The bottom line is that health insurance is complicated and people are busy. Likely, many of these people didn’t know they were eligible for affordable and possibly free coverage. One way to solve this problem would be to intensify outreach efforts during the open enrollment period. Based on California’s experience, we know that targeted promotion works; it moves healthy people on the fence into coverage and saves everyone money in the long run. But the Trump administration has moved in the opposite direction, reducing spending on outreach and shortening open-enrollment period. An alternative and complimentary approach is to simply make the enrollment process as painless as possible: make it automatic!
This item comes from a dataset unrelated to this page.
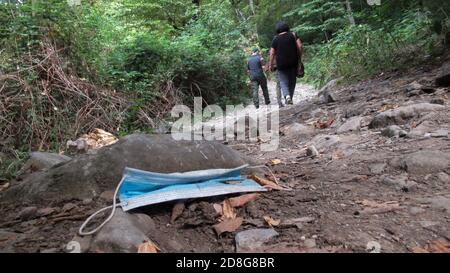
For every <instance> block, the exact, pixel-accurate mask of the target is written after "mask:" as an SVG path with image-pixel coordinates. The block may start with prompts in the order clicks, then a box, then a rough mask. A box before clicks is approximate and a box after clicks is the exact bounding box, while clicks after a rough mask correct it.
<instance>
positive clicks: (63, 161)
mask: <svg viewBox="0 0 450 273" xmlns="http://www.w3.org/2000/svg"><path fill="white" fill-rule="evenodd" d="M70 160H71V158H70V157H68V156H65V155H60V154H53V153H44V152H32V153H30V158H29V159H28V160H27V162H25V164H24V166H23V167H22V168H21V169H20V170H19V172H18V173H17V174H18V175H23V174H24V173H26V172H37V171H42V170H46V169H50V168H51V167H54V166H57V165H59V164H62V163H64V162H67V161H70Z"/></svg>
{mosads}Research in behavioral economics has shown that paying attention to the design of programs can increase participation dramatically at almost no cost. One way to accomplish this is to simply change the default options.  We know that automatically enrolling those eligible for a program such as school lunches unless they opt out gets participation rates up to nearly 100 percent. In the case of health insurance, by flipping the choice that consumers make from “do I enroll in coverage and if so how?” to “do I choose to turn down coverage?” we know that a significant amount of people will use the default option – and choose to be enrolled. In fact, retirement plans that switched to opt-out models saw participation jump from just 33 percent to 90 percent. Automatic enrollment also helped enroll three-quarters of low-income seniors in Medicare Part D prescription coverage in just 6 months. These are staggering improvements for such a simple change.

Furthermore, we know that America currently has millions of financially eligible people who can receive affordable health care for virtually no upfront cost, but they just haven’t signed up. More than one third of those 27 million uninsured Americans are between the ages of 19 and 34, and the vast majority are very healthy. It’s clear that America’s health care system is in dire need of an easy, effective way to boost enrollment rates. What America needs is an opt-out model.

This week I am introducing the Pathway to Universal Coverage Act. This bill would help states expand health care coverage to millions of Americans and experiment with auto-enrollment for those eligible for coverage with no monthly premium, either through premium assistance on the ACA exchanges or Medicaid. The bill offers states that agree to participate in the program some money to cover their startup costs. States that establish an auto-enrollment system for eligible citizens of their state would be required to give individuals 60 days to opt out. This preserves total consumer choice in their own health care decisions as well as preserving the right of states to determine their own policies. It would also help states expand coverage by providing them with better access to federal data, including identifying who is both uninsured and eligible for a subsidy. It would also greatly streamline enrollment requirements. Finally, it would hold individuals who are auto-enrolled harmless from recoupment if their income later changes.

I understand that health care is extremely personal. Nearly 90 percent of Americans already have health insurance, but we have an opportunity to do better. Americans deserve an easy, effective way to enroll in affordable coverage. Piloting opt-out programs at the state level gives states the flexibility to address their own unique situation, rather than impose a one-size-fits-all model. Getting more young and healthy people in the marketplace would also lower costs for everyone. An auto-enrollment model has the potential to expand health care coverage to at least 4 million Americans right now. It’s an easy solution that would give millions of Americans health care, as well as financial piece of mind. What are we waiting for?

Rep. Ami Bera, M.D. is a physician representing California’s 7th District.